Investment Demand Up in Yatala Industrial Region

20 April, 2017 / Lisa Dunne

Investment Demand Up in Yatala Industrial Region

Investment demand for industrial stock in the Yatala Enterprise Area (YEA) in the Brisbane-Gold Coast growth corridor has been strong during the first quarter of 2017, according to Ray White Industrial M1 North.

Ray White Industrial M1 North Team Leader Lisa Dunne said during the second half of 2016 there were few sales in the Yatala region, however, there has been a major rebound in the first three months of 2017.

“There have been sales of $16.08 million which is well ahead of the last six months of 2016,” Lisa Dunne said in the Between the Lines Yatala Industrial Overview report April 2017.

“Improvements in confidence across the Gold Coast ahead of the 2018 Commonwealth Games has done much to grow enquiry levels, though limited stock availability has seen volumes low.
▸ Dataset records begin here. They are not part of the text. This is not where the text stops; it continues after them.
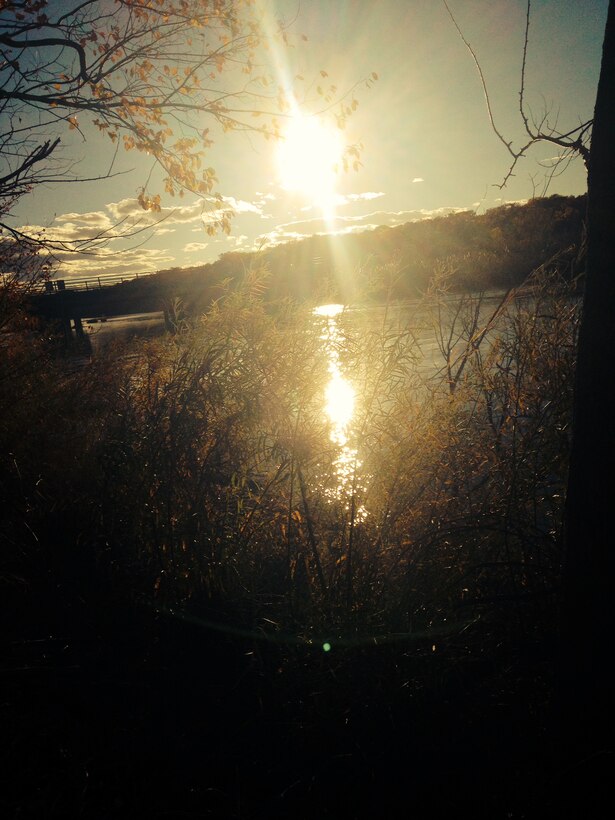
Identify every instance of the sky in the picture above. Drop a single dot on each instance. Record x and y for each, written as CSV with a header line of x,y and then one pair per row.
x,y
427,144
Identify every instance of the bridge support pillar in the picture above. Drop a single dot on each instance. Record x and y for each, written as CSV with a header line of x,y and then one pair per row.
x,y
78,326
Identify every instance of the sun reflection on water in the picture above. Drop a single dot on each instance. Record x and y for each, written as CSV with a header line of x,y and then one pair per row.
x,y
339,406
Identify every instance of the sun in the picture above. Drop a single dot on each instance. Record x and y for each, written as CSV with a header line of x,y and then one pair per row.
x,y
307,156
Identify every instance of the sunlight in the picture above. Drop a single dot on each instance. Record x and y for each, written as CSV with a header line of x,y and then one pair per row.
x,y
339,403
307,157
328,310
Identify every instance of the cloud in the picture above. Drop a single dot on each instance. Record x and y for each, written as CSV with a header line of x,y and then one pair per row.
x,y
240,206
300,229
367,195
107,260
93,219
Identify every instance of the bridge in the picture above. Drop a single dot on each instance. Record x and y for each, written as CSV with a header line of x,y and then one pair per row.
x,y
72,300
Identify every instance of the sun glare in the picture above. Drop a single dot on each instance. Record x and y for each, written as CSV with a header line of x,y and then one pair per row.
x,y
306,160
“For the Yatala industrial market, larger institutional owners remain while private investors and owner occupiers have been active in the smaller industrial unit market, particularly as rental rates continued their upward momentum.
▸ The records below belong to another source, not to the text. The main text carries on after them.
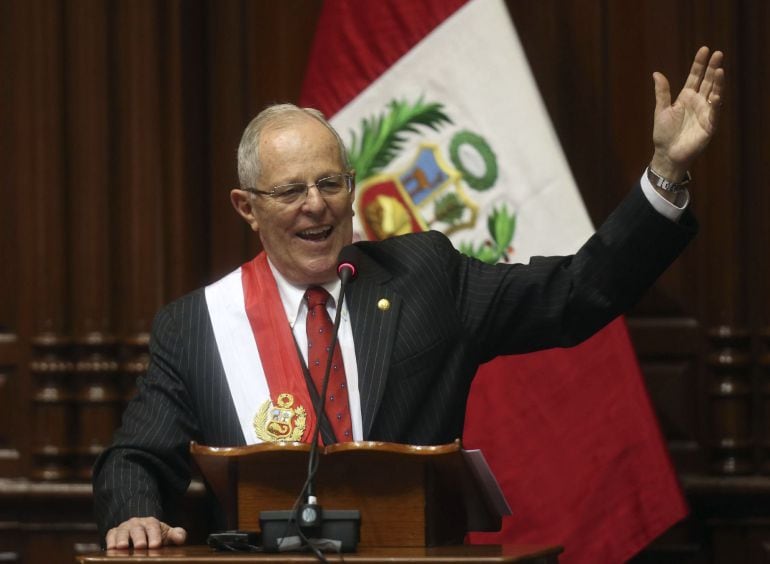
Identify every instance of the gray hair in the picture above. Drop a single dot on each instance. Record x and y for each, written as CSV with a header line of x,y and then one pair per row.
x,y
249,167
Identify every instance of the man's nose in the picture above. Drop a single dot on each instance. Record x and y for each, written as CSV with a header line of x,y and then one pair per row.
x,y
314,201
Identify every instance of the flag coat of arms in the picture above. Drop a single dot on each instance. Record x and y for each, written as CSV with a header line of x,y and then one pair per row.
x,y
447,131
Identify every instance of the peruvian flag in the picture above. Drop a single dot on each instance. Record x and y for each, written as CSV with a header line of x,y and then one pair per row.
x,y
447,131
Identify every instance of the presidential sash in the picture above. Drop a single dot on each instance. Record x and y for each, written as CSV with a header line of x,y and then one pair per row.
x,y
259,355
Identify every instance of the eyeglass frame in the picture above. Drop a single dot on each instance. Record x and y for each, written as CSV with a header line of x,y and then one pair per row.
x,y
348,176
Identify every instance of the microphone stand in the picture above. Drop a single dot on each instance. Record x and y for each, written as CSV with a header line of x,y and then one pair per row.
x,y
330,528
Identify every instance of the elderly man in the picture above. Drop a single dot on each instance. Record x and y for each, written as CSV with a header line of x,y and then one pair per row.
x,y
421,317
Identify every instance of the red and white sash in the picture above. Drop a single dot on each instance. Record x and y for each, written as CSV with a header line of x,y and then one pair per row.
x,y
259,355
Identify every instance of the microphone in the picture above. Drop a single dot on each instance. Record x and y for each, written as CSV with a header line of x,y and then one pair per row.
x,y
346,269
309,515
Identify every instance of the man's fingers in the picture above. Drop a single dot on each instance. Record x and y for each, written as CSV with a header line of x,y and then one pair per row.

“Low interest rates and rising residential prices have encouraged diversification of funds into these higher yielding investments.

“Average capital values have increased 11.01 per cent over the last year to now range between $1,600 per sqm and $2,200 per sqm, while yields now record around 6.50 to 8.00 per cent depending on quality and lease covenant.”

Ray White Commercial Head of Research, Vanessa Rader, said there is currently 111,597 sqm of industrial supply in the development pipeline across the Yatala region through 10 projects.

“Two projects are currently under construction, the largest being the Energex Depot in Stapylton representing 14,000 sqm, this site is due for completion in mid-2017.

“There are currently seven projects with DA Approval in the Yatala region and these account for close to 90,000 sqm. Despite these projects having approval, construction is not expected to commence until adequate commitment is sourced, as such the estimated completion for these projects range between 2018 and 2020.

“Encouraging is the lack of speculative supply which has been added to the market, while vacancy levels improve they continue to be at a reasonably high rate across the broader South East Queensland industrial market. A demand led attitude towards supply completion will ensure continued growth remains in this market.”